Até o momento, a Organização das Nações Unidas (ONU), a Organização dos Estados Americanos (OEA) ou outros organismos internacionais não se manifestaram sobre o Haiti.
“A chamada comunidade internacional que opera no país através das embaixadas, especialmente Canadá, França e EUA, construíram o Core Group, que é o grupo que sustenta o governo de Jovenel Moïse. Então não é novidade que a comunidade internacional formal se pronuncie defendendo o governo de Moïse”, analisa o militante do MST.

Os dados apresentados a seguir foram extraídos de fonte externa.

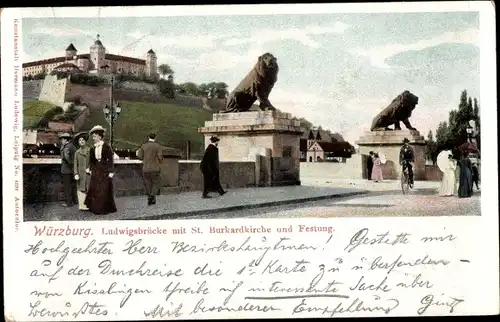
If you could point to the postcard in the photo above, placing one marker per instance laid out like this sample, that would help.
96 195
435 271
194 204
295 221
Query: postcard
249 161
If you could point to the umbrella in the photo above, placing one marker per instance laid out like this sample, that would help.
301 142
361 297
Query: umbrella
383 158
442 160
468 147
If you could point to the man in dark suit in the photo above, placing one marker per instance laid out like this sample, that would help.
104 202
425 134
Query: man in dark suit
68 150
369 165
151 154
210 168
406 159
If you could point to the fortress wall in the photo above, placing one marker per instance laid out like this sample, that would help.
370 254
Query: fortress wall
58 91
53 90
91 95
137 86
32 89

Os movimentos populares têm cobrado posicionamento desses organismos internacionais. Nesse sentido, fizeram uma conferência internacional no final de janeiro para expressar sua solidariedade e exigir o respeito à democracia no país caribenho.

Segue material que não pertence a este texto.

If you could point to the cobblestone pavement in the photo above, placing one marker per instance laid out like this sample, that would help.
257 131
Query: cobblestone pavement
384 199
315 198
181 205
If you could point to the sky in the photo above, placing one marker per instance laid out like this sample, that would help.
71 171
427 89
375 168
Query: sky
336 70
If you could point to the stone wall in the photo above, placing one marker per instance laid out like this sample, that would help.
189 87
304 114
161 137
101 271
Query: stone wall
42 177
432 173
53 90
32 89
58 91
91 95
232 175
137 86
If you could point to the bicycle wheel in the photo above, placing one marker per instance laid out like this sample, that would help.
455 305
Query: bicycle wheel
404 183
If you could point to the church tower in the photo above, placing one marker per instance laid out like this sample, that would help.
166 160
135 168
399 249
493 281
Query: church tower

“O rompimento da democracia no Haiti é o rompimento de mais uma democracia na América Latina e no Caribe. Então é fundamental que os movimentos do mundo, as forças progressistas de todo o mundo apoiem o Haiti neste momento. Isso é fundamental não só para o povo haitiano, mas para a democracia na região”, afirma Campos.
Crise profunda
Em março de 2020, a ONU já havia declarado que 40% dos haitianos necessitavam de ajuda humanitária para viver e 3 milhões sofriam de insuficiência alimentar severa.
Com um Produto Interno Bruto de US$ 14,3 bilhões e uma dívida externa de US$ 232 milhões, o Haiti é considerado o país mais pobre da América Latina e Caribe pelo Banco Mundial e pelo Fundo Monetário Internacional (FMI).
O desemprego afeta cerca de 14% da população, podendo chegar a 17,8% na zona central do país, enquanto as remessas enviadas por haitianos no exterior representam 20% do PIB nacional.
Oficialmente, o país registra 11.758 casos de covid-19 e 245 falecidos, no entanto há denúncias de subnotificação pela pouca estrutura de contenção à pandemia.
Já que 46% das instituições de saúde são privadas e, nacionalmente, há uma média de 6,34 médicos para cada 10 mil habitantes, quando a Organização Mundial da Saúde (OMS) sugere que a média seja de 25 profissionais a cada grupo de 10 mil habitantes.
Histórico
Desde 2018, quando se desatou uma crise de desabastecimento de combustível na ilha, movimentos populares denunciam a corrupção do atual governo.
O Partido Haitiano Tèt Kale é acusado de desviar cerca de US$ 4 bilhões dos fundos do acordo PetroCaribe, assinado em 2006 com a Venezuela, que oferece petróleo a preços e condições preferenciais ao Haiti.
No último ano, entre os 170 decretos assinados por Moïse, está incluída a criação da Agência Nacional de Inteligência, com agentes que contam com imunidade para investigar supostos atos “terroristas”.
Em dezembro de 2020, o presidente do Colégio de Advogados de Porto Príncipe e líder opositor, Monferrier Dorval, foi morto, em um caso denunciado como um assassinato seletivo.
Para o cientista político Joseph Harold Pierre, a oposição de direita e de esquerda ainda está muito dispersa no país, o que dificulta pensar numa alternativa real de novo governo.
“Até agora acredito que o partido de esquerda mais ou menos estruturado é o Fanmi Lavalas, partido do [ex-presidente] Aristide. Não é que esteja desorganizado, mas como a reorganização se debilitou, porque muitos líderes deixaram o partido, surgiram críticas de falta de democracia interna. Por isso não acredito que poderia ser uma opção de poder na conjuntura atual, mas deveria ter um papel no processo de democratização”, analisa.
Já Paulo Henrique Campos acredita que as mudanças virão da organização popular e da sociedade civil, aliadas em uma frente ampla.
“A sociedade haitiana vai continuar mobilizada. Esse é o sinal que as organizações estão dando para o povo haitiano. Agora é importante construir um programa unitário, no qual toda a sociedade civil possa construir alternativas. Esse também é o sinal que a oposição parlamentar tem dado”, conclui Paulo Henrique.